The message contained in the above letter by Ethan G. Brown and Dr Jay Lemery regarding the enhanced importance of the physical examination of patients in a wilderness setting has been driven home to me. I am now 1 week home after responding as part of an emergency medicine team with the International Medical Corps (along with Dr Paul Auerbach, Dr Anil Menon and other emergency medicine professionals from Stanford University and Columbia University) to earthquake victims in Haiti. We responded to the completely incapacitated Hôpital de l'Université d'État d'Haiti (HUEH) in Port-au-Prince on day 5 after the quake and found ourselves confronted with approximately 800 severely traumatized victims. It was our job to rapidly assess and resuscitate these victims, clean and bandage horrendous wounds, splint shattered extremities, and transport victims by priority of medical necessity to a limited operating room (2 functioning operating tables where dedicated orthopedists performed “battlefield surgery”). We relied solely upon our physical examination skills to make diagnoses—to differentiate crushed and contused extremities from humeral fractures, femur fractures, and pelvic fractures—in the absence of radiographic capabilities for the first week of our stay. We limited administration of tetanus immune globulin to persons with signs and symptoms of early tetanus in order to conserve critically short supplies, and prudently reserved use of precious intravenous fluids and sodium bicarbonate for victims whose exams supported the diagnosis of actual or impending rhabdomyolysis.

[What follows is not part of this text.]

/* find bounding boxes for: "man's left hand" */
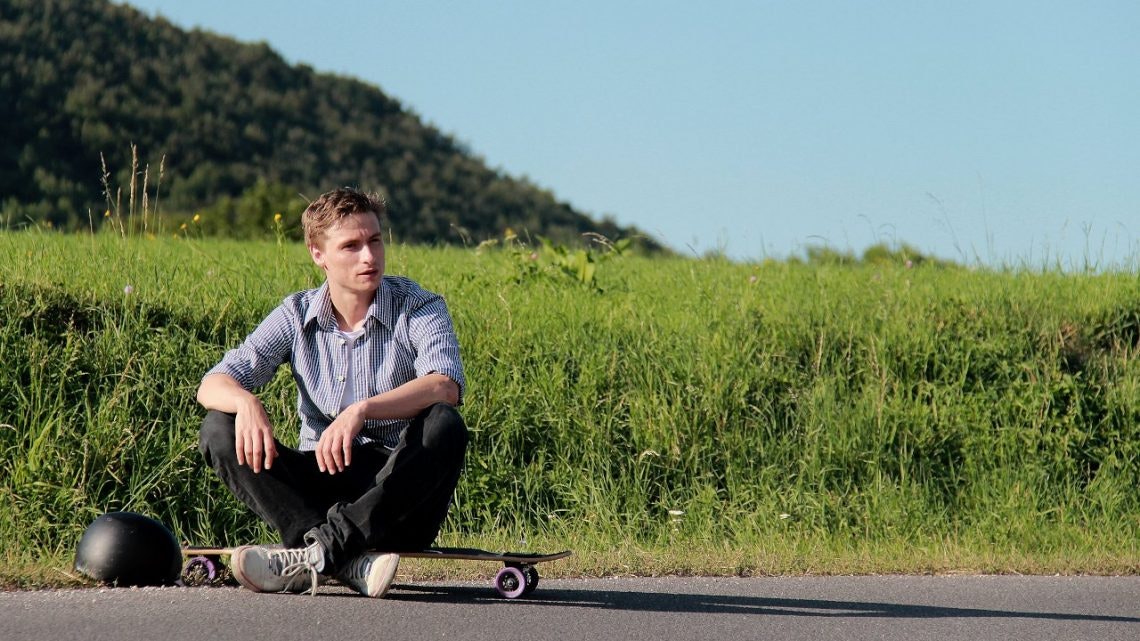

After several days, when the Mercy class hospital ship, USNS Comfort, anchored offshore, we worked with the Army and the Navy to airlift patients with needs beyond our capabilities to the ship (and to other local medical relief sites). The types of cases these providers sought were precisely defined, which further put our physical diagnosis skills to the test. Anemia was diagnosed by the color of a victim's tongue, conjunctivae, and the soles of his feet; pneumothorax by decreased breath sounds and subcutaneous crepitus; and necrotizing infection by the putrid odor.
For our first week, we used nothing more than physical diagnosis skills to inform critical triage and treatment decisions. Medical students who read Brown and Lemery's letter should take it to heart and pay close attention to the professors teaching “physical diagnosis.” You never know when you will be put to the test.